Canadian Banks Expecting A Worsening Economy
Photo by Michelle Spollen on Unsplash
Banks are often the first to sniff out any economic weakness, as they begin to put aside funds to cover expected losses in the coming year. One of the big reasons the Big Six missed profit expectations can be traced to those funds funneled directly to loan loss provisions (PCL). Banks set aside a certain amount of earnings to cover future shortfalls affecting their capital when customers are not able to service or repay loans. Collectively, the majors are looking at putting aside about $3 billion, but more importantly this provision is a big step up from provisions set aside a year ago. PCL for the majors for the quarter are:
- TD, set aside a total of C$599 million;
- BMO, set aside a total of $492 million, compared to $136 million a year ago;
- CIBC provided for $438 million, an increase from $303 million, a year ago;
- Scotiabank allocated $709 million, a dramatic increase from $219 million last year;
- National Bank doubled its provisions from last year to $111 millions; and,
- RBC, Canada’s largest bank, recorded $600 million in expected loan losses, compared to $342 a year ago.
Conceptually, these provisions are considered as insurance to cover bad loans and hence are taken out of current earnings. By the same token, should a bank’s loan book not deteriorate to the full extent of the PCL, the difference is reinstated in earnings.
For bank investors, the betting when to purchase shares resides in the outlook for the economy. Did the banks put aside too much or too little to cover losses and what does that mean for bank profitability? An early sign regarding the outlook was delivered this week when the GDP second-quarter results became available, and the news was not comforting at all.
The Canadian contracted by 0.2%, in contrast to the Bank of Canada’s most recent forecast of 1.5% expansion. Clearly, the Bank’s forecasting team got it wrong. Given the low level of growth to begin with, this forecasting error is quite large.
Components Contribution to GDP
One of the most important sectors contributing to this decline is residential investment---- no surprise there, considering the Bank of Canada’s relentless rate hikes.

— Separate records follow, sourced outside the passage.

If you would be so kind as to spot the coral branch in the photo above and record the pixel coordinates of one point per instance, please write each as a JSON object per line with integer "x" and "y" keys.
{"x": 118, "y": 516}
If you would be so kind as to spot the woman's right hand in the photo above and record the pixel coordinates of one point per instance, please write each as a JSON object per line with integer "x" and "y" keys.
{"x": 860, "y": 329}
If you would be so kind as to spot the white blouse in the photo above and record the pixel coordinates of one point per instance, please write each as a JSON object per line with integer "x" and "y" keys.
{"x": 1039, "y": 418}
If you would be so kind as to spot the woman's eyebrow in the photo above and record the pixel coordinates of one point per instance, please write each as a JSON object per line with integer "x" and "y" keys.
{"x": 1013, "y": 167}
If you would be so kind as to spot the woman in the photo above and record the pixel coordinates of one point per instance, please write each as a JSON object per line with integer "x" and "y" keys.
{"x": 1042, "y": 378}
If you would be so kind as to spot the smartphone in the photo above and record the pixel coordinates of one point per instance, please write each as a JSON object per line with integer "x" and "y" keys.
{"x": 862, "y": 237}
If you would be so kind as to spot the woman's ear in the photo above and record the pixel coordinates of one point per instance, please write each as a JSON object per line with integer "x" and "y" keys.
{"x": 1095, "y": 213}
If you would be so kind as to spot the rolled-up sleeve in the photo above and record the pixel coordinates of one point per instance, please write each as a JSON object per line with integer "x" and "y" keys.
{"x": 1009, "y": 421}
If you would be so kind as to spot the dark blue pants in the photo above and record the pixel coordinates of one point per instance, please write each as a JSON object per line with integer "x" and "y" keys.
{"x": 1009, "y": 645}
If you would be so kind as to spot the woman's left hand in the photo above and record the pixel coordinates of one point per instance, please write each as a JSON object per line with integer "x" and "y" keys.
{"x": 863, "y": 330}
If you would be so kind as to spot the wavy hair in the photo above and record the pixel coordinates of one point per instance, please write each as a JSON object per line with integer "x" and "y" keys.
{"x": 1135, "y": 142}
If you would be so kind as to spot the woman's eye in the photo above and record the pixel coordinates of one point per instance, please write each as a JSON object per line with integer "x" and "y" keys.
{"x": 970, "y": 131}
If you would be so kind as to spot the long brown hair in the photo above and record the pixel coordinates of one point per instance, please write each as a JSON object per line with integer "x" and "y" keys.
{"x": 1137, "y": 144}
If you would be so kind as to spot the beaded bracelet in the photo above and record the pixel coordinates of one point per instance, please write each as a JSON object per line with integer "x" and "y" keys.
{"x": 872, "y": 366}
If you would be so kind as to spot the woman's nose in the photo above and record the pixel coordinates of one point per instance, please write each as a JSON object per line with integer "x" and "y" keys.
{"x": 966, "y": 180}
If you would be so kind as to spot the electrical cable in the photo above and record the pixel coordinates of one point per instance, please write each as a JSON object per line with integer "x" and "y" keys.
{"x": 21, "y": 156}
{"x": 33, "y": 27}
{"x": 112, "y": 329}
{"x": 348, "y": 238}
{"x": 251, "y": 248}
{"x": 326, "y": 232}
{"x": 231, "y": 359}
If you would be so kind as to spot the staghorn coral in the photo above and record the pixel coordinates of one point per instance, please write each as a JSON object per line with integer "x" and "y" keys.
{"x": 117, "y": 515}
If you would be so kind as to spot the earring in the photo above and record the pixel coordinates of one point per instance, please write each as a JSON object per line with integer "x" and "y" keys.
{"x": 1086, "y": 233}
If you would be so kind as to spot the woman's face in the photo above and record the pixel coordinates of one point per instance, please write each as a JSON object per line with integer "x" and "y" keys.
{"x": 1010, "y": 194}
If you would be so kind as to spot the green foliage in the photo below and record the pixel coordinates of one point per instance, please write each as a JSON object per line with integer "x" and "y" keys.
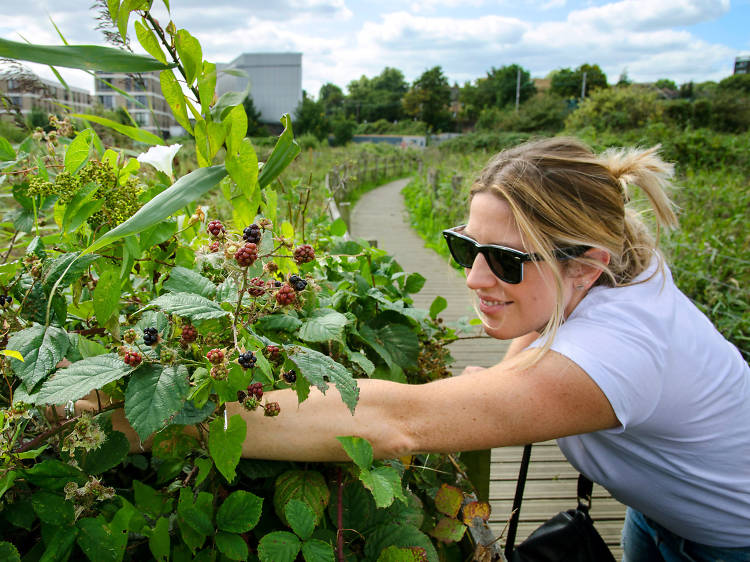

Construction expenditures falling off at a time when house prices are firming up, sets up for more stress in the housing market as supply issues dominate the industry. The consumer sector, wholesale and retail, shrunk, strongly suggesting that the conventional wisdom that nothing can stop the consumer is misplaced. Ironically, the Bank of Canada argued that the consumer resilience continues to support the Bank’s need to hold firm on its rate policy. Economists are now focusing on the poor GDP results for July as further evidence the economy is probably has entered a recession.
Since the Bank of Canada’s decision-making process is shrouded in secrecy, we can hope that it recognizes that the economy is not on a good trajectory and that the banks are signaling the further trouble lies ahead.